P-gp has been demonstrated to significantly reduce the toxicity of anticancer drugs by influencing their pharmacokinetics and pharmacodynamics.13 The present study clearly revealed that the transcription of mdr1 and expression of P-gp were both downregulated in K562/A02 cells after incubation with either DNR/BrTet-MNPs or DNR/BrTet for 48 hours. The results of R123 uptake suggested that BrTet obviously inhibited the efflux of R123 by P-gp both in solution and in MNPs. Moreover, the accumulation of R123 in both BrTet and BrTet-MNPs groups was found to be lower than that in both DNR/BrTet-MNPs and DNR/BrTet. The possible explanation is that the decrease of R123 accumulation means cells treated with DNR/BrTet-MNPs or DNR/BrTet are undergoing apoptosis, for R123 is a fluorescent probe for monitoring the membrane potential of mitochondria.30 In summary, these results indicate that a combination of DNR and BrTet with or without MNPs prevent the development of mdr1 phenotype in K562/A02 cells in vitro. But the effect has not been observed by DNR in nanoparticles, which is to some extent controversial to that reported by Jain et al; in their study, doxorubicin loaded with nanoparticles showed antitumor efficacy on tumor cells.30,31 These opposing results suggest that there may be fundamental differences between cell types and the characteristic of sustained release of the formulation used in this study.

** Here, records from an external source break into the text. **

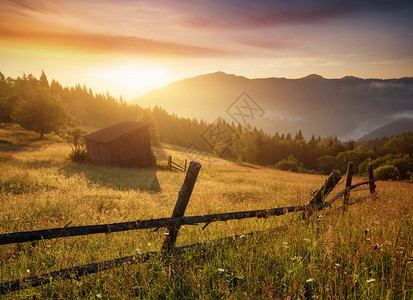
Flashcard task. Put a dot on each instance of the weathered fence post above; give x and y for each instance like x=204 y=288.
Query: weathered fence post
x=182 y=202
x=350 y=170
x=169 y=163
x=372 y=185
x=328 y=185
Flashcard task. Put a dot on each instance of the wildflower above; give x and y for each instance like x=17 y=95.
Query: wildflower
x=377 y=246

Importantly, this novel magnetic iron oxide nanoparticle formulation co-loading DNR and BrTet with the excellent property of sustained release is superior to the prior polymerized MNPs with DNR and BrTet.23 All of these findings suggest the novel magnetic iron oxide nanoparticle formulation co-loading DNR and BrTet may be a successful platform to overcome MDR.

Conclusion

The remarkable effect of the novel DNR/BrTet-MNPs formulation, acting as a drug depot system for the sustained release of the loaded DNR and BrTet on multidrug resistance leukemia K562/A02 cells would be a promising strategy for overcoming MDR.